The doctors also looked to Sweden, an example often cited by Loto-Québec, which has had state-sponsored online gambling since 1998.
About 52 per cent of players on the Svenska Spel site were new recruits - who had never gambled online before - and 20 per cent of users were problem gamblers, Desbiens said.
Faced with a barrage of criticism yesterday, Loto-Québec offered its own, and contradictory statistics for Sweden - where it said the number of problem gamblers remained the same after Svenska Spel was established. And it accused the doctors of presenting "alarmist scenarios" that will never materialize, as they did before gaming halls in Quebec City and Trois Rivières were opened in 2007.
"Regardless of what the (public health directors) say, it should be noted that Quebecers currently have access to over 2,000 illegal and unregulated gaming sites that are of dubious integrity.
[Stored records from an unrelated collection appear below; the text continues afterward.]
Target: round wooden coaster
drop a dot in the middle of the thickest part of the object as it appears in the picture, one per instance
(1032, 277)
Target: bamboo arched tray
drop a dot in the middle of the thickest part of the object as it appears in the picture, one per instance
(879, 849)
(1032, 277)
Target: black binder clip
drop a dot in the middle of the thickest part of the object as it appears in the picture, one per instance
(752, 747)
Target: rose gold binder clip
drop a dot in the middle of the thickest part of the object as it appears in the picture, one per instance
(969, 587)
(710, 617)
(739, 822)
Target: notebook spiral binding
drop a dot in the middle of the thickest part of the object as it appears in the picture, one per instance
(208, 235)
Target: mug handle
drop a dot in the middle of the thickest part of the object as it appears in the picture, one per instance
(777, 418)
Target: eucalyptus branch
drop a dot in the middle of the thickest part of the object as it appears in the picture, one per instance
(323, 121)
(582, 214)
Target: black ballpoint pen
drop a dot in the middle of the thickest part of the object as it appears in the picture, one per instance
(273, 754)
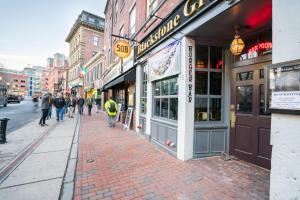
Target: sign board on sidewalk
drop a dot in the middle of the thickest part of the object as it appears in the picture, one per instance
(128, 119)
(122, 48)
(119, 111)
(284, 84)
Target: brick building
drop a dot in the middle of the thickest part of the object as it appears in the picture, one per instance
(16, 82)
(85, 40)
(57, 74)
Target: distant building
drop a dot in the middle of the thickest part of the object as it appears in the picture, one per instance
(59, 60)
(50, 62)
(86, 40)
(15, 81)
(34, 75)
(45, 80)
(57, 75)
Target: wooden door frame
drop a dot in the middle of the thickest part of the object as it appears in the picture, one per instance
(243, 66)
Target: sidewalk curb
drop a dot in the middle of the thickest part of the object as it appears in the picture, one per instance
(68, 184)
(13, 164)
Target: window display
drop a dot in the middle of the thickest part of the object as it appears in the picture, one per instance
(208, 84)
(166, 98)
(144, 89)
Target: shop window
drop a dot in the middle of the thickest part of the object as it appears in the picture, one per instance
(262, 102)
(215, 83)
(244, 76)
(144, 89)
(201, 82)
(208, 84)
(244, 99)
(166, 98)
(216, 61)
(132, 16)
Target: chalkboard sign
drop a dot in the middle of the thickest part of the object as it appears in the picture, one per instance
(119, 111)
(128, 118)
(284, 85)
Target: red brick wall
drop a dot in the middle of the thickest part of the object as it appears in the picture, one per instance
(141, 17)
(88, 43)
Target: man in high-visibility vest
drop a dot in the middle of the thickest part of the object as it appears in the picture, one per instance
(111, 108)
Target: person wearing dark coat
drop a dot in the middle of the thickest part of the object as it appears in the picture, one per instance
(80, 103)
(59, 104)
(45, 107)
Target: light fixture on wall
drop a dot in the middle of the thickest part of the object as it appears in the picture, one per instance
(237, 44)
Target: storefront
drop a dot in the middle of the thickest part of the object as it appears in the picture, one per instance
(119, 83)
(198, 99)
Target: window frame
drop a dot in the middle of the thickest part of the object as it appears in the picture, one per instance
(150, 7)
(168, 96)
(132, 26)
(95, 40)
(209, 96)
(144, 75)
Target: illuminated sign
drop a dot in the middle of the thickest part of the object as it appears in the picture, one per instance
(186, 10)
(122, 48)
(260, 47)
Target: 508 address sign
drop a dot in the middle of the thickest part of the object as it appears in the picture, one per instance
(122, 49)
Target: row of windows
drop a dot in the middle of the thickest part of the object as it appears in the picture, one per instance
(93, 74)
(208, 88)
(75, 57)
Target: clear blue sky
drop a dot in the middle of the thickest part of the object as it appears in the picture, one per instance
(33, 30)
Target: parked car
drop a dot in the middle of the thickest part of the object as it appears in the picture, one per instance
(13, 98)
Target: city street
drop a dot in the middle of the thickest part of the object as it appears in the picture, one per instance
(19, 114)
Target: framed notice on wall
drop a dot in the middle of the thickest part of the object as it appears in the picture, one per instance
(284, 86)
(128, 118)
(119, 111)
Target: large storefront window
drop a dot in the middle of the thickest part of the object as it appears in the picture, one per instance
(144, 90)
(208, 85)
(166, 98)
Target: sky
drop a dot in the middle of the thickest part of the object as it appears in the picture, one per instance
(33, 30)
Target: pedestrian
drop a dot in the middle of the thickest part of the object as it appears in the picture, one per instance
(111, 108)
(44, 107)
(67, 104)
(59, 104)
(89, 104)
(50, 106)
(35, 101)
(72, 107)
(97, 101)
(80, 104)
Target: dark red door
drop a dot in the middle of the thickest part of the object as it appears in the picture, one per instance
(250, 124)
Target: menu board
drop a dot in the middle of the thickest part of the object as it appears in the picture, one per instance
(128, 118)
(284, 84)
(119, 111)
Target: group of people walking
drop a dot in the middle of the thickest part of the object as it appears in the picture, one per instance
(68, 105)
(64, 105)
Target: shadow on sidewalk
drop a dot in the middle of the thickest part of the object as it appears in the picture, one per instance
(116, 164)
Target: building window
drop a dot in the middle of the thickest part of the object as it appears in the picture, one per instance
(132, 17)
(92, 20)
(122, 30)
(116, 10)
(166, 98)
(209, 87)
(144, 89)
(152, 4)
(95, 40)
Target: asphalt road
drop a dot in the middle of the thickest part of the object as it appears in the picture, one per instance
(19, 114)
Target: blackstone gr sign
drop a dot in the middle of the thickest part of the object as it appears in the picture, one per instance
(179, 17)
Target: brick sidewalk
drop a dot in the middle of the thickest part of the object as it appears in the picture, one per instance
(127, 166)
"Loto-Québec wants to channel the gaming offer in a controlled, safe environment with irreproachable integrity."
Loto-Québec has said it will ensure its online gaming site will not be accessible to minors. Age verification will be done by an outside firm using a process that could take days and, in some cases, require players to show up in person.
And it will set up a monitoring committee to follow up on potential problems.
For the health directors, as well as the general practitioners, the problems should instead be prevented.
"Fighting illegal gaming and the underground economy is inherently useful, but is increasing online gambling opportunities and legitimizing it really the best way to do it?" asked Louis Godin, president of the Fédération des médecins omnipraticiens du Québec.
"It seems premature as a society to give the green light to Loto-Québec, then wash our hands of the negative consequences that a (gambling) website could have for many of our citizens ... with the blessing of the state."